ROMIAN Jacques, Fernand, André

Par Alain Dalançon

Né le 10 octobre 1928 à Neuillé-Pont-Pierre (Indre-et-Loire), mort le 12 août 1987 à Avignon (Vaucluse) ; instituteur, conseiller d’orientation puis directeur de CIO ; militant syndicaliste du SNET puis du SNES, secrétaire national de catégorie des personnels d’orientation ; militant pédagogique ; militant du PCF.

Jacques Romian, années 1980
Jacques Romian, années 1980
coll. familiale

Le père de Jacques Romian, chef de gare de marchandises, quitta sa famille alors qu’il n’avait que cinq ans ; sa mère l’éleva donc seule, ainsi que sa sœur, grâce à son travail de couturière, avec ses parents. Son grand-père, cheminot issu du monde paysan, lui transmit son savoir de la vie ouvrière et de la vie végétale, sa conscience de classe et son goût pour le jardinage, les forêts et la nature, l’histoire et l’archéologie. Mais dans un village où dominait la droite bien-pensante, il fut baptisé, alla au catéchisme, fit sa communion mais se détacha complètement de la religion à l’adolescence.

Jacques Romian fréquenta l’école communale de Neuillé jusqu’au certificat d’études car son instituteur l’avait jugé inapte à la poursuite d’études secondaires. Voué à l’apprentissage professionnel sur le tas, il entra cependant directement en classe de 4e comme interne au collège d’Amboise (Indre-et-Loire) à la rentrée scolaire 1943, grâce à la bienveillance du principal.
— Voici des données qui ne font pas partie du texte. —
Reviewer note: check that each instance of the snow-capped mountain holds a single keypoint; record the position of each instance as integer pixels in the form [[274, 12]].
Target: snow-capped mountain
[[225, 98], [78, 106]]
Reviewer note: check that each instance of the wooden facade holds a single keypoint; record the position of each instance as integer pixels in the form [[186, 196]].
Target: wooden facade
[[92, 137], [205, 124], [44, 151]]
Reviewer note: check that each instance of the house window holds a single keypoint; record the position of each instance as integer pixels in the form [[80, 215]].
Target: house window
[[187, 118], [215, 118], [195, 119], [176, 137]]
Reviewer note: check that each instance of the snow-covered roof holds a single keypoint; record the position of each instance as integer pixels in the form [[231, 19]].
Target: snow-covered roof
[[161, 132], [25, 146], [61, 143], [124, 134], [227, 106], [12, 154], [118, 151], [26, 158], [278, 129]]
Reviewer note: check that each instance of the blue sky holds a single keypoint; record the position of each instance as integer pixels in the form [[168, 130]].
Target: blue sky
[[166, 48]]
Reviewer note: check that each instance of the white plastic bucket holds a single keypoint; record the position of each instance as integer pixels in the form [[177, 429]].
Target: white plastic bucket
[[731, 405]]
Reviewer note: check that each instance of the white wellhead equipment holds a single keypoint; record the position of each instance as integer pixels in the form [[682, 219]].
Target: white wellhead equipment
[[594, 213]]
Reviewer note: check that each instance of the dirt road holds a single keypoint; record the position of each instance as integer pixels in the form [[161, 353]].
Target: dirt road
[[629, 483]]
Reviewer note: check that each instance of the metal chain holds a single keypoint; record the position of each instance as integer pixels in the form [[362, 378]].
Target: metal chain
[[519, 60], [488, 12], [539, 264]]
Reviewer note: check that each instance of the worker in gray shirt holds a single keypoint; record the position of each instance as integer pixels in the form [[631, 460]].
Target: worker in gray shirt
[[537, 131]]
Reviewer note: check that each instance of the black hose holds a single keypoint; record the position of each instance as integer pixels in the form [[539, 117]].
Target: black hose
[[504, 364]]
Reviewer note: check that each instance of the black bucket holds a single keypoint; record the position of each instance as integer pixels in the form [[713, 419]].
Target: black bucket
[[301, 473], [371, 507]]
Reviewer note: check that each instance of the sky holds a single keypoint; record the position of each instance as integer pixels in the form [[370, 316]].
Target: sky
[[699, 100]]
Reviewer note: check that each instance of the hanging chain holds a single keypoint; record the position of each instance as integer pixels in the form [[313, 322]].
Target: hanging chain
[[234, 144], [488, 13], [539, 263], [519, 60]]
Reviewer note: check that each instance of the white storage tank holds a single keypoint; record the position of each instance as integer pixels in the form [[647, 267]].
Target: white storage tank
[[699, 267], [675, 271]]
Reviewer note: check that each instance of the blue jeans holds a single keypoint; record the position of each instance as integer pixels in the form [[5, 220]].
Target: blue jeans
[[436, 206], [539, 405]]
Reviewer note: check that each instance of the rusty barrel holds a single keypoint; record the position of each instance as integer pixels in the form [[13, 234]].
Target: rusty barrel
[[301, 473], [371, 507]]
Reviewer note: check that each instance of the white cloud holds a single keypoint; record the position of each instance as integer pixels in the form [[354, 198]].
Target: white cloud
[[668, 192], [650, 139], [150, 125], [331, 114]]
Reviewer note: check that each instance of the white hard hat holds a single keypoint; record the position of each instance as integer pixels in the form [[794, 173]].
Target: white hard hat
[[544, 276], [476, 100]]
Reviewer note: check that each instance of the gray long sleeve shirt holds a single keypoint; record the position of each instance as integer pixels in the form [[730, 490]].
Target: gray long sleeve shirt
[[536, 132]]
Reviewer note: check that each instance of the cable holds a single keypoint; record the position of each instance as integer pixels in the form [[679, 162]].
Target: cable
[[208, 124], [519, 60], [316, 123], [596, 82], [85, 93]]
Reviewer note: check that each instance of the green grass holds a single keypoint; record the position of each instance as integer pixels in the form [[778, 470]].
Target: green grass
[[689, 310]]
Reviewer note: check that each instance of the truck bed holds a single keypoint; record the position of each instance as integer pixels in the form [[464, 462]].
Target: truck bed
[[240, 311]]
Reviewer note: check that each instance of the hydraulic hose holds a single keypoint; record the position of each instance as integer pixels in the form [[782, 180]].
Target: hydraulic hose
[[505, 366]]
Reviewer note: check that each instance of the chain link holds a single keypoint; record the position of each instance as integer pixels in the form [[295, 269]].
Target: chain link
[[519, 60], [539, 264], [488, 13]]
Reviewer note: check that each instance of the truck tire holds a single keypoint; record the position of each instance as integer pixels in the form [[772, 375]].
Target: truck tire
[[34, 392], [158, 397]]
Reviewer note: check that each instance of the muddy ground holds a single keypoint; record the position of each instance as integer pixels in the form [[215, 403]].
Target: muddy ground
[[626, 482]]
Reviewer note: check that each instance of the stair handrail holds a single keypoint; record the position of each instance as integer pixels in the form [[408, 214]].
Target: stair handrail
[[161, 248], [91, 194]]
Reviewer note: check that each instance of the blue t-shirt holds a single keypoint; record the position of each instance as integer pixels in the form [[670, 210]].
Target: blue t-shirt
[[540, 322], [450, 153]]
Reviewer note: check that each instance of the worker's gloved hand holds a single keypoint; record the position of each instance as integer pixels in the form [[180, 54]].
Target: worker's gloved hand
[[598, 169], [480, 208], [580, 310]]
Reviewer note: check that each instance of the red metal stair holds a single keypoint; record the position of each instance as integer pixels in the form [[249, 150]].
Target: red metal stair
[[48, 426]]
Il s’adapta fort bien au collège puis entra au lycée Descartes de Tours (Indre-et-Loire) où il obtint le baccalauréat (série mathématiques élémentaires). Il effectua ensuite deux années de formation professionnelle en 1948-1950 à l’École normale d’instituteurs de Versailles (Seine-et-Oise/Yvelines). Il y rencontra Daniel Renard et se lia d’amitié avec lui. À son contact, il se syndiqua au Syndicat national des instituteurs, fit partie des jeunes instituteurs de la FEN-CGT et adhéra au Parti communiste français en 1949. Il commença à enseigner comme instituteur adjoint au Chesnay (Seine-et-Oise/Yvelines) en 1950-1951.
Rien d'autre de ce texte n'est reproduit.